From fdc9242bc1f16677f6d688e8c12910593aa0efc7 Mon Sep 17 00:00:00 2001
From: Richard Liaw <rliaw@berkeley.edu>
Date: Wed, 17 Jun 2020 19:42:53 -0700
Subject: [PATCH] small-changes

---
 spacy/cli/ray_param_server.py  | 11 +++++++----
 spacy/cli/ray_utils.py         |  2 +-
 spacy/cli/train_from_config.py | 36 ++++++++++++++++++++++------------
 3 files changed, 31 insertions(+), 18 deletions(-)

diff --git a/spacy/cli/ray_param_server.py b/spacy/cli/ray_param_server.py
index cf042859b..af502a3b0 100644
--- a/spacy/cli/ray_param_server.py
+++ b/spacy/cli/ray_param_server.py
@@ -5,11 +5,13 @@ from wasabi import msg
 from .. import util
 
 class OptimizerWorker:
-    def __init__(self, config_path):
+    def __init__(self, config_path, world_size, sync=True):
         self.optimizer = _create_optimizer(config_path)
         self.weights_dict = {}
+        self.world_size = world_size
+        self.sync = sync
 
-    def call(self, key, weights, gradient, *, lr_scale=1.0):
+    def call(self, rank, key, weights, gradient, *, lr_scale=1.0):
         if key not in self.weights_dict:
             self.weights_dict[key] = weights.copy()
         new_weights, new_grads = self.optimizer(
@@ -26,18 +28,19 @@ class OptimizerWorker:
 class RayOptimizer:
     local_optimizer = None
 
-    def __init__(self, config_path, use_gpu):
+    def __init__(self, config_path, use_gpu, rank):
         RemoteOptimizer = ray.remote(OptimizerWorker)
         if use_gpu >= 0:
             RemoteOptimizer = RemoteOptimizer.options(num_gpus=0.1)
         self.optimizer = RemoteOptimizer.remote(config_path)
+        self.rank = rank
         self.sync()
 
     def sync(self):
         self.local_optimizer = ray.get(self.optimizer.fetch.remote())
 
     def __call__(self, *args, **kwargs):
-        weights, grads = ray.get(self.optimizer.call.remote(*args, **kwargs))
+        weights, grads = ray.get(self.optimizer.call.remote(self.rank, *args, **kwargs))
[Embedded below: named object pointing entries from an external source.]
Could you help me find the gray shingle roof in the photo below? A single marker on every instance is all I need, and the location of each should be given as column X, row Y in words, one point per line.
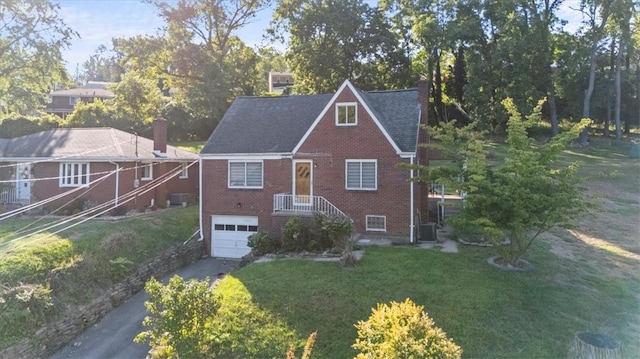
column 398, row 112
column 265, row 124
column 87, row 144
column 256, row 125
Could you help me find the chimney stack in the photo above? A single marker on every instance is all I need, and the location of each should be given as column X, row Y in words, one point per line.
column 160, row 135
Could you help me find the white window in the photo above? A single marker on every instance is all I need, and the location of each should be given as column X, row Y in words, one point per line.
column 361, row 174
column 74, row 174
column 346, row 114
column 376, row 223
column 184, row 171
column 147, row 172
column 244, row 174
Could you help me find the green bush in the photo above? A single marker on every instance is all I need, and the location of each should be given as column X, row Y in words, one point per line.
column 402, row 330
column 295, row 235
column 262, row 243
column 22, row 310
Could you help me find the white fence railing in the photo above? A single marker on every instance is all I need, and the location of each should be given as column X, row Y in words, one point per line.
column 10, row 195
column 290, row 203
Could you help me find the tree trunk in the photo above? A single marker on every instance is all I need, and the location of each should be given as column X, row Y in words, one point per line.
column 618, row 90
column 586, row 106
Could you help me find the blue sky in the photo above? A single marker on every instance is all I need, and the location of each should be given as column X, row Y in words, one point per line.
column 98, row 21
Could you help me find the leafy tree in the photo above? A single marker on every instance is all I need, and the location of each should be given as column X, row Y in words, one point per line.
column 330, row 41
column 31, row 38
column 199, row 54
column 179, row 318
column 93, row 114
column 402, row 330
column 137, row 101
column 102, row 66
column 526, row 196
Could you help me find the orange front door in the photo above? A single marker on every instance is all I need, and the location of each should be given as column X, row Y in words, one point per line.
column 303, row 182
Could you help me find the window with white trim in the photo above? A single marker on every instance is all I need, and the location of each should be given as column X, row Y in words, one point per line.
column 74, row 174
column 376, row 223
column 361, row 175
column 184, row 171
column 146, row 172
column 245, row 174
column 346, row 114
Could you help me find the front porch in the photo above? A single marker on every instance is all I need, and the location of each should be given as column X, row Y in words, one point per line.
column 288, row 204
column 11, row 196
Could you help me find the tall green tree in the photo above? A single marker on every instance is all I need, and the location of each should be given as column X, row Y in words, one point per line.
column 524, row 197
column 330, row 41
column 32, row 35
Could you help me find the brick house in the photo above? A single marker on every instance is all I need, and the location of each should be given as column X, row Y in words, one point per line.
column 93, row 166
column 274, row 157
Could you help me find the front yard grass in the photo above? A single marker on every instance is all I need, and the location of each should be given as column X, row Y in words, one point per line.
column 488, row 312
column 586, row 278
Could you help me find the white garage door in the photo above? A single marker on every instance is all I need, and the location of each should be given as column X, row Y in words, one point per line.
column 229, row 235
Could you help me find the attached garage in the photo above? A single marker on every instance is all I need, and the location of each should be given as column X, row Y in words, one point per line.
column 230, row 234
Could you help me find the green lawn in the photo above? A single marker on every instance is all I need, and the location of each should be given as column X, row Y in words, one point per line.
column 488, row 312
column 79, row 264
column 585, row 279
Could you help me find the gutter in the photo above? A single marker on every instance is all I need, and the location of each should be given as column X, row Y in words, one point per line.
column 412, row 225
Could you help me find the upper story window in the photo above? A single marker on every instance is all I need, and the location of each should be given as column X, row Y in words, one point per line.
column 74, row 174
column 184, row 171
column 245, row 174
column 361, row 175
column 346, row 114
column 376, row 223
column 147, row 172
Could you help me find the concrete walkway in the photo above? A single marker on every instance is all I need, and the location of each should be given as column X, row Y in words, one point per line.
column 444, row 242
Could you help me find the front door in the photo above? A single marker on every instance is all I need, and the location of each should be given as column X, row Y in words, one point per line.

         return weights.copy(), grads.copy()
 
     def __getattr__(self, name):
diff --git a/spacy/cli/ray_utils.py b/spacy/cli/ray_utils.py
index 9af75452d..8784d358a 100644
--- a/spacy/cli/ray_utils.py
+++ b/spacy/cli/ray_utils.py
@@ -69,7 +69,7 @@ class AllreduceOptimizer:
             weights = self.allreduce(weights) / self.communicator.size()
 
 
-        gradient = self.allreduce(gradient)
+        gradient = self.allreduce(gradient) / self.communicator.size()
         flat_weights, gradient = self.optimizer(key, weights, gradient, lr_scale=lr_scale)
         return flat_weights, gradient
 
diff --git a/spacy/cli/train_from_config.py b/spacy/cli/train_from_config.py
index 4a3764ce0..9eceeecf6 100644
--- a/spacy/cli/train_from_config.py
+++ b/spacy/cli/train_from_config.py
@@ -198,7 +198,7 @@ def train_cli(
 
     if num_workers and num_workers > 1:
         import ray
-        ray.init()
+        ray.init(address="auto")
         if strategy == "ps":
             from spacy.cli.ray_param_server import RayOptimizer
             remote_train = ray.remote(setup_and_train)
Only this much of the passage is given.